GSA Annual Meeting, November 5-8, 2001

Paper No. 0
Presentation Time: 2:30 PM

POSSIBLE MICROMETAZOAN COPROLITES FROM THE JOHNNIE FORMATION (LATE NEOPROTEROZOIC) OF THE MOJAVE DESERT, CALIFORNIA


WAGGONER, Ben M., Department of Biology, Univ of Central Arkansas, Conway, AR 72035-5003, benw@mail.uca.edu

The late Neoproterozoic Johnnie Formation crops out in Death Valley and nearby ranges of the southern Mojave Desert. It overlies the Noonday Dolomite, which is considered to be the cap carbonate laid down at the end of the last Proterozoic glaciation, and is overlain by the Stirling Quartzite, which has yielded Ediacaran fossils in its uppermost beds. The Johnnie Formation has not been radiometrically dated, but is at least roughly correlative with the Doushantuo Formation of China: postglacial, but predating the widespread appearance of the Ediacara biota. In a section exposed in the Nopah Range of southern Inyo County, California, a prominent horizon in the lower half of the formation is composed of stromatolitic limestone, with domical and columnar stromatolites present. Acid dissolution of stromatolite samples reveals extremely thin layers of acid-resistant material, interspersed with the stromatolitic banding and apparently authigenic.

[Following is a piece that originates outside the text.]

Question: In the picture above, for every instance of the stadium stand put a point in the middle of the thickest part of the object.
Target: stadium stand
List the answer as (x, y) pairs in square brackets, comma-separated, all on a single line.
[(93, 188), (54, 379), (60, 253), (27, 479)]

Scanning electron microscopy of these layers shows Fe-containing microbial pseudomorphs, as well as ovoid bulges, between 250 and 350 microns in their widest dimension, forming short chains or small clusters and apparently deforming each other. X-ray spectroscopy reveals that both the bulges and the surrounding matrix are aluminosilicate clays, but that the bulges are significantly richer in iron than the surrounding matrix. The shape of the bulges is very close to that of certain late Proterozoic trace fossils described as fecal pellets, including both unnamed fossils and specimens identified as Palaeopascichnus and Neonereites. I provisionally interpret the specimens from the Johnnie Formation as fecal pellets made by unknown grazing metazoans with a complete gut.